Ao acto inaugural compareceram cerca de 2 dezenas de pessoas, entre familiares, amigos e admiradores da barrista Inocência Lopes, que ali foram testemunhar a estima que nutrem por ela e pelo seu trabalho.
O evento foi iniciado por Isabel Borda d’Água, directora do Museu Municipal de Estremoz, que historiou o percurso formativo da barrista e elogiou o seu trabalho. Seguidamente usou da palavra a artesã, que justificou o título da Exposição e que emocionada agradeceu o apreço manifestado pelos presentes, assim como o trabalho de mestria dos seus formadores, bem como o enquadramento proporcionado pelo Município, pelo CEARTE e pela ADERE-CERTIFICA.

Infância e juventude
A barrista, de seu nome completo, Inocência Isabel Gonçalves Saias Lopes, nasceu em 1973 no Monte do Redondinho, na Freguesia de Évora Monte e foi a terceira de quatro irmãos (2 rapazes e 2 raparigas). Foi baptizada na Igreja de S. Pedro em Évora Monte, vila e freguesia onde completou o 1º e o 2º ciclo do Ensino Básico. Desse tempo, lembra-se das brincadeiras de infância com outras crianças suas vizinhas, de ser muito reservada na escola e tem boas recordações das férias de Verão.

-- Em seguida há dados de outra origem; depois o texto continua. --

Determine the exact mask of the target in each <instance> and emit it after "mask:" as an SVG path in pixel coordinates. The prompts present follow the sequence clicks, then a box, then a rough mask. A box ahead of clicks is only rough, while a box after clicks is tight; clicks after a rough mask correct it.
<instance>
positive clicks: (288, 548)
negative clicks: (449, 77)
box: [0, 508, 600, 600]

Começou a trabalhar muito jovem, revelando interesse e até mesmo paixão pelo artesanato, de tal modo que aos 15 anos já dizia que um dia havia de ter uma loja de artesanato no Castelo de Évora Monte. Com 15/16 anos frequentou um curso de tecelagem e de tinturaria vegetal, a que se seguiu uma formação em tapetes de Arraiolos. Dos 18 aos 20 anos foi baby-sitter e mais tarde foi viver para Quarteira durante um ano, entre 1994 e 1995, aí trabalhando em Hotelaria.
Aos 16 anos começou a namorar com um jovem de 19, José Manuel da Silva Lopes, que conhecia desde a escola primária e com quem casou em 1993, em cerimónia realizada na Igreja de São Pedro, em Évora Monte. Do casamento nasceria um filho, José Manuel Gonçalves Lopes, actualmente com 25 anos de idade e designer gráfico, interessado por tudo que é arte e que já revelou potencialidades de poder dar continuidade ao trabalho da mãe, como barrista de bonecos de Estremoz.

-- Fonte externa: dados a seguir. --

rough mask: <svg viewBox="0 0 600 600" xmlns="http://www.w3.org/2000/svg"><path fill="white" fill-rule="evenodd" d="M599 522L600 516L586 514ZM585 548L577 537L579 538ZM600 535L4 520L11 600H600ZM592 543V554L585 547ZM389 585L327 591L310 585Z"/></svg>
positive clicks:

Em 2003/2004, Inocência Lopes frequentou um Curso de Formação Profissional do IEFP, com equivalência ao 9º ano de escolaridade. Em 2005 concretizou o antigo sonho de abrir uma loja de artesanato dentro do Castelo de Évora Monte, o que veio a acontecer no nº 11 da Rua da Convenção, local onde até 1915 tinha funcionado o Celeiro Comum, fundado por alvará de D. João IV, em 1642. Devido à sua localização, a loja passaria a ser designada por Loja de Artesanato Celeiro Comum e entre outras coisas eram ali comercializadas cadeiras alentejanas, louça regional, artefactos em cortiça e pantufas de pele. Em 2010, frequentou algumas aulas de Técnicas de Modelação de Bonecos de Estremoz, ministradas por Isabel Borda d´Água no Museu Municipal de Estremoz, as quais não puderam ter continuidade, por motivos de natureza pessoal. Entretanto, frequentou várias formações em pintura e técnicas de artes decorativas, visando comercializar os seus trabalhos. Todavia, a atracção exercida pelos Bonecos de Estremoz, revelar-se-ia crucial.

O nascimento da barrista
Em 2019 frequentou o Curso de Formação sobre Técnicas de Produção de Bonecos de Estremoz, que teve lugar no Centro Interpretativo do Boneco de Estremoz, no Palácio dos Marqueses de Praia e Monforte. O Curso foi promovido pelo CEARTE - Centro de Formação Profissional para o Artesanato e Património, em parceria com o Município de Estremoz. O Curso com a duração de 150 horas e de Nível QNQ 2, teve formação técnica a cargo do barrista Mestre Jorge da Conceição. Em 2022 recebeu Carta de Artesão e de Unidade Produtiva Artesanal na área da Cerâmica Figurativa, emitida pelo CEARTE.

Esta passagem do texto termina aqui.